At our February PubTalk, we examined the various funding options available to entrepreneurs in the food and beverage and consumer product industries, from the perspective of local entrepreneurs making their way through the funding journey. Our panel, moderated by Allison Condra, Associate at Davis Wright Tremaine LLP, included Katie Poppe, Co-founder & CEO of Blue Star Donuts, Camden’s Catsup, Boxer Ramen & Little Big Burger, Jeff Boggess, Co-founder & CEO of Trail Butter, Lynn Le, Founder & CEO of Society Nine, and Kelly Oriard, Co-founder of Slumberkins.
Here are the top takeaways:
- Know your numbers. “Learn your profit and loss…before all the beautiful marketing,” said Lynn Le. For consumer products, funding is largely driven by inventory. Put a system in place for invoicing, calculating your cost of goods sold, and balance sheet. Then when you tell your story to an investor, you’ll show that you’ve done your homework and you truly understand your business financials. Of course, as an entrepreneur, you don’t know if the numbers will work out when you’re bootstrapping, and that can be stressful. Jim Huston of Portland Seed Fund asked Katie Poppe what advice she received when she was deciding to invest her inheritance in her business. “I had called all of the adults in my life that I respect…and every single one of them told me not to do it.” She concluded she would win the respect of her family and friends if it didn’t work out but would let herself down if she didn’t go for it. She went on, “If I didn’t do it I was always going to wonder, ‘what if?’ and that was the bigger loss for me.”
- Build relationships. Whether you’re starting your first business or your fifth, fundraising is about building relationships. Find a mentor in the community willing to provide guidance to you on your funding journey. Make a connection with your early backers—they can be a great source of feedback for product improvements and new product ideas. Kelly Oriard emphasized that you should be inspiring investors to believe in your company the way you believe in your company. “Bring friends and family into your brand to help build your vision,” she said. If you’re worried about all the documents and financials, always pull it back to your vision. Lynn agreed, suggesting that you “convince them the world sucks without your brand”. Jeff also agreed that relationship building is essential: “Securing funding came down to the relationships we built with them,” he said.

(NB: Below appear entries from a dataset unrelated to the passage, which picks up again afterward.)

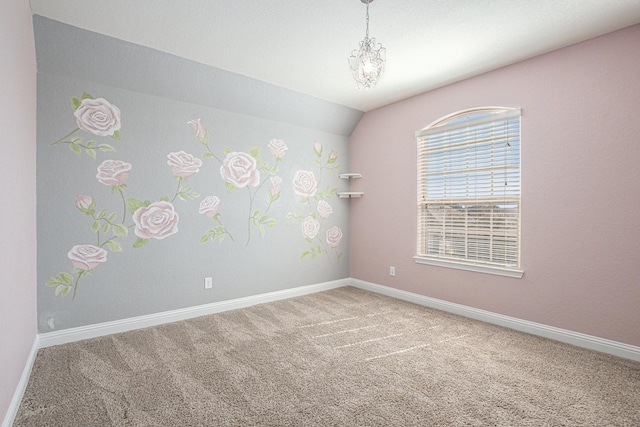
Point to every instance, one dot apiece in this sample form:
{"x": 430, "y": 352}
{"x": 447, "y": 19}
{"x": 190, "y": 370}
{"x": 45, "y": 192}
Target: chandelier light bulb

- Funding takes many forms. We heard about a variety of funding options from our panelists including crowdfunding, convertible notes, private investments, and even Shark Tank. Why choose the loan option? Jeff said, “We were conservative by nature.” He wanted to maintain ownership and was trying to stick it out as long as possible before taking a loan that would help him build inventory. The funding options you choose for your business may depend on your aversion to risk and how much ownership of your company you want to maintain.